On Friday, the Supreme Court agreed to hear several challenges to the federal law that requires health plans to cover contraception. Let’s be clear about what the employers who are challenging the law are arguing. The law says that if an employer has a religious objection to covering contraception, they simply need to fill out a form stating their objection, and then the insurance company provides the coverage to the employees at no cost to the employer.
But the employers don’t even want to fill out the form, claiming it’s a burden on their religious beliefs. Basically, they want to block the insurance company from providing contraception coverage to their female employees, even though they don’t have to pay for it or even communicate with their employees about it.
So what is it called when a boss tries to use religious beliefs to block female employees from having contraception coverage? Easy: discrimination, plain and simple.
Limiting women’s access to contraception coverage is sex discrimination. Women already pay more for health care than men. And contraception is crucial for women’s equal participation in society. Being able to decide whether and when to have children has a direct effect on women’s ability to create their own paths in terms of their schooling, their careers, and their families.

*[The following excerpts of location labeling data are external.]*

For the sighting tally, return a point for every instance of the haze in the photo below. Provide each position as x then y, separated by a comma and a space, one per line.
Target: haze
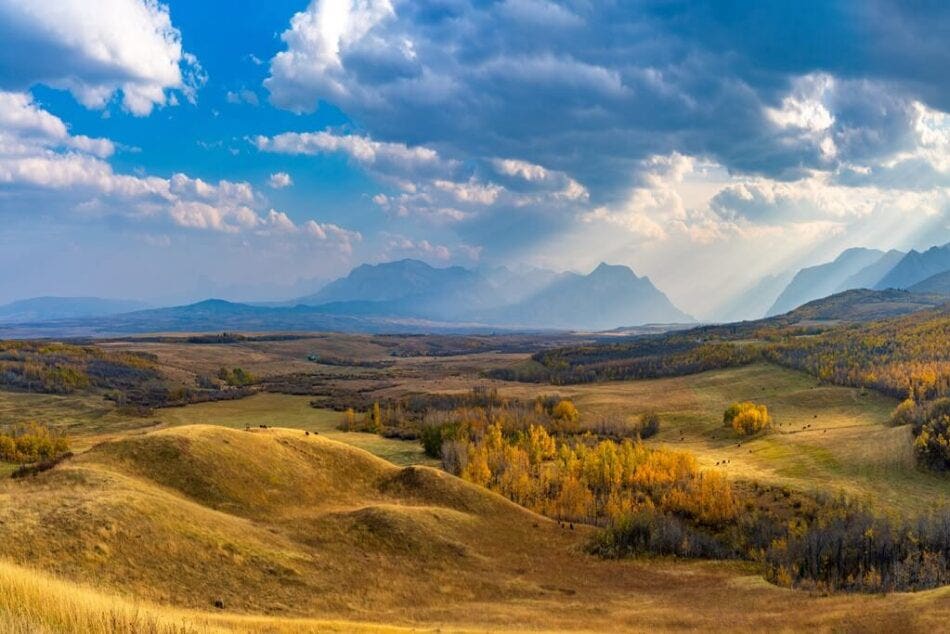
172, 152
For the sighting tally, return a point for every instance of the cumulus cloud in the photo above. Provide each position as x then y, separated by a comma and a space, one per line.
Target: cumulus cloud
38, 154
362, 149
592, 90
242, 96
95, 50
402, 246
279, 180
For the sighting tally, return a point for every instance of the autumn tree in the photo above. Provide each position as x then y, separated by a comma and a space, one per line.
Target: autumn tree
747, 418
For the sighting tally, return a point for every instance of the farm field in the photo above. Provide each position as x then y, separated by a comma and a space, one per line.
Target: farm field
274, 513
290, 522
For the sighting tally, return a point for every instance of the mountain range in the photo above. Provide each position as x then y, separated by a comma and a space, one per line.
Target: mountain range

Don’t get me wrong, religious liberty is a fundamental value guaranteed by the Constitution, and it’s one that we fight for here at the ACLU. But religious freedom doesn’t give employers the right to discriminate against their female employees. And filling out a simple form to opt out of providing contraception coverage is not a burden on religious beliefs.
If the employers prevail in these cases, their employees will be denied a benefit guaranteed by law. Women will literally be paying for their employers’ beliefs. No employee should have her benefits taken away from her because of the employer’s religious beliefs. That’s why we’re leading the way to ensure a victory come decision day.